Reports from 80 countries on the progress made in implementing the Global Plan of Action for Animal Genetic Resources were presented today at an international conference. According to FAO, they show that governments are beginning to put programs into place to reverse the decline in the numbers of indigenous livestock breeds.
"The encouraging news is that on average the countries that submitted reports have begun to implement about half the actions agreed under the Global Plan of Action ranging from conservation schemes to surveys of livestock numbers, to the development of policies and legal frameworks addressing livestock biodiversity," said Irene Hoffmann, Chief of FAO's Animal Genetic Resources Branch.
However, FAO noted progress is more substantial in developed countries, while many countries in Africa, the Near East and Latin America and the Caribbean are still lagging behind.
The Near East is regarded as one of the cradles of livestock diversity, where several species, including cattle, sheep, goats and dromedary camels, were first domesticated. Africa, with its diverse tropical and subtropical environments, is another important hotspot of diversity.
The FAO announcement explained that indigenous breeds are important in agriculture because they are adapted to often harsh local conditions, contain unique genetic material important for breeding programs and are often a livelihood bastion for poor households because they are easier to keep than exotic breeds.
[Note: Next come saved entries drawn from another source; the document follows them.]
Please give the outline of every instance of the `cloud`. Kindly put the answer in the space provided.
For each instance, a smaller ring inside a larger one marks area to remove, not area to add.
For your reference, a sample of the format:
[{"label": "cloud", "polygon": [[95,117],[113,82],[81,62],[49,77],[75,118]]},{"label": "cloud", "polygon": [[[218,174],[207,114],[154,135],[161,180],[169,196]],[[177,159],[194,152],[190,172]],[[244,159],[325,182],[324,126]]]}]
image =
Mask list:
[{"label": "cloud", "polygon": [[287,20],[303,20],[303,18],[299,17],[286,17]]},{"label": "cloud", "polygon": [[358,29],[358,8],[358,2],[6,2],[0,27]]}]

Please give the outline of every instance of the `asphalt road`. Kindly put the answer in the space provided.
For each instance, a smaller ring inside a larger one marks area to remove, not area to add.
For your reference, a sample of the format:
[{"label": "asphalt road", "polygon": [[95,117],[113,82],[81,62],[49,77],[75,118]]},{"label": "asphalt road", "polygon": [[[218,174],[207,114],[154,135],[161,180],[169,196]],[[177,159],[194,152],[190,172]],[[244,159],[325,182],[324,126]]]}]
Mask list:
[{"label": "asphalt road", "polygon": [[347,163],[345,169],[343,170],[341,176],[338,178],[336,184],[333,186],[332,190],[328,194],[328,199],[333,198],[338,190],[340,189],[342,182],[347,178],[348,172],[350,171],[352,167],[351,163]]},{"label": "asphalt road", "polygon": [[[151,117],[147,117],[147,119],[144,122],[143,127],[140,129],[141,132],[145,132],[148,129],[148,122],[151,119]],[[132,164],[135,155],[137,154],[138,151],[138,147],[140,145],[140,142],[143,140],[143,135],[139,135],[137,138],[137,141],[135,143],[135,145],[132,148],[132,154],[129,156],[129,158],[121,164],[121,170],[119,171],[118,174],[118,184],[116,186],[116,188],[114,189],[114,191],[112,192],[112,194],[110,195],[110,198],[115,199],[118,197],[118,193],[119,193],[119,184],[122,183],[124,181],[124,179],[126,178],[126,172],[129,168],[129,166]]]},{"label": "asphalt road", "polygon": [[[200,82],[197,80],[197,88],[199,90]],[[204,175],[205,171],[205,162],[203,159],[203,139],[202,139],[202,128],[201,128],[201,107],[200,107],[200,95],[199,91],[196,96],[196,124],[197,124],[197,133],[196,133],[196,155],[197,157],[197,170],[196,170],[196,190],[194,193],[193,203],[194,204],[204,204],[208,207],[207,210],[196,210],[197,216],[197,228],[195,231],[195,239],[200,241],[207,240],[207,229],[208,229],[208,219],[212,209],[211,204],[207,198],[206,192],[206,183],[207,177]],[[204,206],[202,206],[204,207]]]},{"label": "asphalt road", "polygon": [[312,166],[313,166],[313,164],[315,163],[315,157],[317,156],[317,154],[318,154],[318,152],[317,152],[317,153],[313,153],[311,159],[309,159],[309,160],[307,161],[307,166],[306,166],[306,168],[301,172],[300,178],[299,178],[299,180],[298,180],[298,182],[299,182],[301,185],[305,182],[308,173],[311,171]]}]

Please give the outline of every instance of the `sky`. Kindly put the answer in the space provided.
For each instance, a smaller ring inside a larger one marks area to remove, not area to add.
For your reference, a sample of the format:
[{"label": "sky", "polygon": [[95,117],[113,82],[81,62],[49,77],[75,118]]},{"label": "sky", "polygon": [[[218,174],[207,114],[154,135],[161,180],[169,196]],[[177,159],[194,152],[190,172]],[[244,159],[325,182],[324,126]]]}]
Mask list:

In a world threatened by climate change, breeds that are resistant to drought, extreme heat or tropical diseases are of major potential importance.
According to the latest available figures, about 22 percent of the world's livestock breeds are still classified as being at risk of extinction, although breed population figures are often unreported or out of date, making the true state of livestock diversity difficult to estimate, noted FAO.
Despite the generally limited amount of progress made in developing regions, the country reports indicate that some examples of more active implementation can be found in every region of the world.
Reporting countries from Asia are relatively well advanced in establishing conservation schemes for their threatened breeds. In Africa and Latin America, pockets of national success are reported in almost all the priority areas of the Global Plan of Action.
"There are about 45 countries that are preparing, or have already prepared, national strategies and action plans for their animal genetic resources, and about half of these are developing countries," said Hoffmann.